Compound 23 was identified as having acceptable pharmacokinetic properties and demonstrated
efficacy in a rat collagen induced arthritis model.
Spleen Tyrosine Kinase (Syk) is a non-receptor tyrosine kinase important for the amplification of
immune signaling through Fc receptors, B-cell receptors and integrin engagement.¹ It is broadly
expressed, with the highest levels in hematopoietic cells including mast cells, macrophages,
neutrophils, dendritic cells, NK cells and B cells. The downstream consequences of Fc receptor
signaling such as TNF release from macrophages, oxidative burst from neutrophils, IL-17 and
prostanoid release from mast cells are all thought to contribute to the pathogenesis of rheumatoid
arthritis (RA). Therefore, Syk inhibitors could be useful as therapeutic agents for RA as well as
other immunological diseases.
Several Syk inhibitors have advanced into clinical trials. Fostamatinib is the prodrug of the
active compound tamatinib (1), which is a non-selective kinase inhibitor and therefore not
considered to be an appropriate compound to establish proof of concept for RA through
inhibition of Syk.^2,3 There have been several additional Syk inhibitors reported in the clinic
including Portola’s PRT-062607 (2), Gilead’s GS-9973 (3) and Merck’s MK-8457 (4).⁴ This
paper will describe the design of a set of furano[3,2-d]pyrimidines that are selective inhibitors of

Syk, along with how we optimized their profile to support their progression into in vivo models
of arthritis.
Figure 1. Known Syk inhibitors and starting furano[3,2-d]pyrimdine 6
Our entry into the furano[3,2-d]pyrimidine series started from the thoroughly explored
pyrrolo[2,3-d]pyrimidine scaffold from which inhibitors for many kinases such as Jak’s ^5a, Src^5b,
Akt^5c, BTK^5d and PDK1^5e have been described.

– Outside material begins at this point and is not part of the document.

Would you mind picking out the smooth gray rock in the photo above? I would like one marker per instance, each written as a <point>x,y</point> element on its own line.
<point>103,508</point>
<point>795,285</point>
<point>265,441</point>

More recently, GSK disclosed on a series of
pyrrolo[2,3-d]pyrimidine Syk inhibitors with compound 5 being a representative example.⁶ It is
widely recognized that pyrrolo[2,3-d]pyrimidine kinase inhibitors suffer from poor kinase
selectivity due predominantly to the H-bond donor-acceptor-donor motif comprising the hinge-
binding element. We reasoned that replacing one of the hinge H-bond donors with a C-H would
attenuate the hinge-binding potential, and through optimization of interactions with more distal
residues afford a more selective inhibitor. To test this hypothesis, the furano[3,2-d]pyrimidine
compound 6 was synthesized and showed a ~30-fold reduction in Syk potency (Table 1). The
potency of this first analog was too weak to establish an improved selectivity profile and the

strategy focused on targeting other regions of the protein binding site to enhance binding
potency.
Table 1. Syk enzyme potency
Syk IC₅₀ (M)^a
Compound
0.017
0.561
5
6
^a Syk IC₅₀ determined using an HTRF format (see supplementary material for details)
Our optimization strategy was based on a structural model of 6 in Syk to identify potential
interactions that could improve the Syk affinity. We constructed the model from the tamatinib
crystal structure (PDB code 3FQS)⁷ using Glide software⁸. The model (Figure 2) showed two
distinct hinge interactions of the furano[3,2-d]pyrimidine core with the Ala451 NH and C=O.
The propylbenzamide was directed towards the extended hinge region while the
trifluoroethylamine was positioned under the glycine rich loop. One key structural feature in the
Syk ATP binding pocket is the relatively rare Pro455 residue with only 8 other kinases having a
proline at this position. In Syk, Pro455 creates a narrow channel at the extended hinge region
and presents an opportunity to make favorable CH/ interactions with aromatic ring systems.⁹
Figure 2. Model of Compound 6 in the catalytic domain of human Syk Kinase. This model was
based on crystal structure of Tamatinib bound to Syk (PDB code: 3FQS)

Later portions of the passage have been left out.